Contester une pénalité ne veut pas dire que vous remettez en cause votre partenariat ou que vous voulez instaurer un climat de défiance vis-à-vis du distributeur. Or, ce n’est pas parce que vous contestez une pénalité qu’un contentieux est ensuite engagé. Bien au contraire, une contestation argumentée et documentée permet souvent de rouvrir la discussion commerciale et de trouver une solution amiable au différend, sans que le distributeur n’ait eu l’impression que vous remettiez en cause votre partenariat.

Lorsque les pénalités litigieuses se répètent, qu’elles résultent de clauses manifestement déséquilibrées ou qu’elles s’inscrivent dans une pratique systématique du distributeur, un signalement à la DGCCRF peut également être envisagé. Il ne remplace toutefois ni une contestation, ni une négociation, ni une éventuelle action en justice.

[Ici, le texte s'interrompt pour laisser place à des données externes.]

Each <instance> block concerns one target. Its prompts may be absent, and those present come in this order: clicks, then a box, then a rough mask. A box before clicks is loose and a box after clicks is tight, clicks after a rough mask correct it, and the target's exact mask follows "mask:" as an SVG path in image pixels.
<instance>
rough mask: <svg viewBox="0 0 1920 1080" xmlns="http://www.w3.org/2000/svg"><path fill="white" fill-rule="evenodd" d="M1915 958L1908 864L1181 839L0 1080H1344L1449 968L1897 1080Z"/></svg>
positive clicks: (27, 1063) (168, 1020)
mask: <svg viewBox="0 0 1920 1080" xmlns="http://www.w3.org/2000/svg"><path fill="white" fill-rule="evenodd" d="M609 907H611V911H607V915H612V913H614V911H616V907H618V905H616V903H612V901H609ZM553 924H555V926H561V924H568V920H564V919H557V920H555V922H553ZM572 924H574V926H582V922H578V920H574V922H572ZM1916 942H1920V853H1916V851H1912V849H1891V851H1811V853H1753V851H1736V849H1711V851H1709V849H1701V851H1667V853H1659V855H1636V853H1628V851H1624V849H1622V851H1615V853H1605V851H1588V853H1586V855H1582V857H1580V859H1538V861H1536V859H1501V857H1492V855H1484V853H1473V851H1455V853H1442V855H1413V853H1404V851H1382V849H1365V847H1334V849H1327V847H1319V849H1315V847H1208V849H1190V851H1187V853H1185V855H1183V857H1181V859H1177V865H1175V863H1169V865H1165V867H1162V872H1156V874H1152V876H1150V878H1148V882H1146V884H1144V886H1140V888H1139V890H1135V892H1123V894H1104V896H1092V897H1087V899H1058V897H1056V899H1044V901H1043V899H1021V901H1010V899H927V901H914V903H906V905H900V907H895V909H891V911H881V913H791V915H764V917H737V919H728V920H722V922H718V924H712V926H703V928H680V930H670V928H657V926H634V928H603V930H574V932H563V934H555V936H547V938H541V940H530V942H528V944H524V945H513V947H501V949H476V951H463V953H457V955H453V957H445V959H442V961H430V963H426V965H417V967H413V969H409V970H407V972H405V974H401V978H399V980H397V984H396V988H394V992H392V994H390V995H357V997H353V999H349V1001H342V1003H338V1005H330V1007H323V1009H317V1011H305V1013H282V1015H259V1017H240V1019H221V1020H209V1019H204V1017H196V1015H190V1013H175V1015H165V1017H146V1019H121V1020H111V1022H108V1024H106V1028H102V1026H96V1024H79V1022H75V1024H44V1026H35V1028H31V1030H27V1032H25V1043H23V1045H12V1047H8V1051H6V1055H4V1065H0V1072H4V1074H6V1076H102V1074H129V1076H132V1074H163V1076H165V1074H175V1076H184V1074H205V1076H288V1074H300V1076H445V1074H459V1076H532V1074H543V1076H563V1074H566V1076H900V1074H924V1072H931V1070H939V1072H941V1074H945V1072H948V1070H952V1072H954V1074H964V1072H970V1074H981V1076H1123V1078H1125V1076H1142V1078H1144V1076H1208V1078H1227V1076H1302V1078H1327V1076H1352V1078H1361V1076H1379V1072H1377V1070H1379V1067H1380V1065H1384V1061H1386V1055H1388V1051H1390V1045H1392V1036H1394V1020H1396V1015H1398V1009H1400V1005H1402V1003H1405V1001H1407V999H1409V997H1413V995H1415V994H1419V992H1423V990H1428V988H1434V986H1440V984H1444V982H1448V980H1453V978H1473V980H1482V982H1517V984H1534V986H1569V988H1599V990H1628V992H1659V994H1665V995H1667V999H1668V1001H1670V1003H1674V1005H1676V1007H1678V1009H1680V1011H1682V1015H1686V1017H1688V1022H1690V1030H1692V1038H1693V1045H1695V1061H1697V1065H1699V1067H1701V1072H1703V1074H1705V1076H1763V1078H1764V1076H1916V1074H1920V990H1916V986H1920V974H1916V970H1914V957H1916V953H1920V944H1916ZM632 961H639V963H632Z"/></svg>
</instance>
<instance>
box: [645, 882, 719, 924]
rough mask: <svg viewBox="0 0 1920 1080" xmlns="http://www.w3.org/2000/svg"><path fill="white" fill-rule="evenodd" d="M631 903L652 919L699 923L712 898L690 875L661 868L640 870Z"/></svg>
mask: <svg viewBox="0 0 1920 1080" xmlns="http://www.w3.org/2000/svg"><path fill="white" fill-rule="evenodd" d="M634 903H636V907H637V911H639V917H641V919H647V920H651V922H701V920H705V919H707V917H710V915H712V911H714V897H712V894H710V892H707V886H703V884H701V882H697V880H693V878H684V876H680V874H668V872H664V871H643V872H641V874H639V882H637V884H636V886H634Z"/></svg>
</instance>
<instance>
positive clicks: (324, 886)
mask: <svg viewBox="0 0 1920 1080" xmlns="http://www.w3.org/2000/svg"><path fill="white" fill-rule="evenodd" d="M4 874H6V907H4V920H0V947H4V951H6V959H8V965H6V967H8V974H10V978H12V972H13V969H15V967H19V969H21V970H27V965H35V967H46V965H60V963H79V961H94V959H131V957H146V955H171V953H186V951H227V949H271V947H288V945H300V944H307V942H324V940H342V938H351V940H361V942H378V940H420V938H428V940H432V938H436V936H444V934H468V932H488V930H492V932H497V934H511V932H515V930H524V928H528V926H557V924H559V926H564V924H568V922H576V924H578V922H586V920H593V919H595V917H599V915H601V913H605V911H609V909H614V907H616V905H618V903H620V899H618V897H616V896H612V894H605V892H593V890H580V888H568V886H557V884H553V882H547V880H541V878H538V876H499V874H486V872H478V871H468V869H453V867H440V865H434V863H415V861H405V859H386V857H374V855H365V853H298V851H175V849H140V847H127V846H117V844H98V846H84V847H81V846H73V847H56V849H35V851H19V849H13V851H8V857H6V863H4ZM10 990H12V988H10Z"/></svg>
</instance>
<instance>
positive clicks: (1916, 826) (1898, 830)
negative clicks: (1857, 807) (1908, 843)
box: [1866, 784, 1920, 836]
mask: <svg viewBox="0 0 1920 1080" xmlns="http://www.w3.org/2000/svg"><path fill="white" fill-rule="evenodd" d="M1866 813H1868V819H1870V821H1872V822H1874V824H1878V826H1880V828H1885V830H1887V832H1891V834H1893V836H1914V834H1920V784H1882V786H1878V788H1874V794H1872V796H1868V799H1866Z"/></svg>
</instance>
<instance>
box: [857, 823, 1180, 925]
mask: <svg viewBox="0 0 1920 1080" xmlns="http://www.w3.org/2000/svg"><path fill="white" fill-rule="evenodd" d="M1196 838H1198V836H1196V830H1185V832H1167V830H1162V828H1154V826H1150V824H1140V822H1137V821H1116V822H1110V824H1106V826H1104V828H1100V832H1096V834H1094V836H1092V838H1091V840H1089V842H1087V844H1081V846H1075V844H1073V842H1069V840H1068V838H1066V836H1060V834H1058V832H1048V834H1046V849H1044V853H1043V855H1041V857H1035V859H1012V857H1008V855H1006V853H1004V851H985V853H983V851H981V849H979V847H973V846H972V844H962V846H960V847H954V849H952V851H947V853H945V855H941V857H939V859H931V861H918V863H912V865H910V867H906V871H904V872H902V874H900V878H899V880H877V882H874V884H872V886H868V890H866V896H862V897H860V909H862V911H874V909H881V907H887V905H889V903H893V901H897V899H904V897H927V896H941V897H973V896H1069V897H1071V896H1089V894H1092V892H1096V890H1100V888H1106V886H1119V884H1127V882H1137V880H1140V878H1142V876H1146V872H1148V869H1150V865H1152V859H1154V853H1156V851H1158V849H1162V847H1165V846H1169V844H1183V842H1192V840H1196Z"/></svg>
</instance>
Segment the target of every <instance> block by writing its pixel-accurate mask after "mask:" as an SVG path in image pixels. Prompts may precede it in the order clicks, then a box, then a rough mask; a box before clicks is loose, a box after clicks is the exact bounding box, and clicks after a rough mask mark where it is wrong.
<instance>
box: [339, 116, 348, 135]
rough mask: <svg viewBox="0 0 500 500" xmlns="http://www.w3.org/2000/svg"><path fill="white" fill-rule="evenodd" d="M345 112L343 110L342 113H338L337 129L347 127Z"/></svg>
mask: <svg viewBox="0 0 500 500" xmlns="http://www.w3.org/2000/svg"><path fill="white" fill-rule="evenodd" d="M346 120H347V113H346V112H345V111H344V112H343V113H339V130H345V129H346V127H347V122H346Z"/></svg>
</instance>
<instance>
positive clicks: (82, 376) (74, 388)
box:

La plus grande crainte n’est pas de recevoir un avis de pénalité. C’est surtout de constater qu’un distributeur a directement déduit le montant de l’avis de pénalité sur l’une de vos factures dont vous attendiez le règlement.

Cette pratique n’est pas légale. L’article L. 441-17 du code de commerce « interdit de déduire d’office du montant de la facture établie par le fournisseur les pénalités ou rabais correspondant au non-respect d’un engagement contractuel ».  

Il faut toutefois distinguer différentes situations. Même si le texte ne le dit pas, ce qui importe c’est l’existence d’une contestation de l’avis de pénalité :

  • En présence d’une contestation ou si le délai pour contester n’est pas écoulé : aucune déduction d’office ne peut être pratiquée ;
  • En l’absence de contestation et une fois le délai pour contester écoulé : la pénalité est devenue exigible et, pour en obtenir le paiement, le distributeur peut déduire ce montant du prochain règlement. Encore faut-il que cette pratique soit prévue et autorisée par la convention logistique ou la convention commerciale.

Si une pénalité contestée est donc déduite lors du règlement d’une facture, il faut adresser une mise en demeure documentée et argumentée au distributeur. Il faut y rappeler que cette pratique est illégale. Il faut donc pouvoir mentionner les références de la facture en souffrance, le montant retenu, la date à laquelle le paiement partiel est intervenu, l’absence de justification de cette action, et mettre en demeure le distributeur de régler le solde.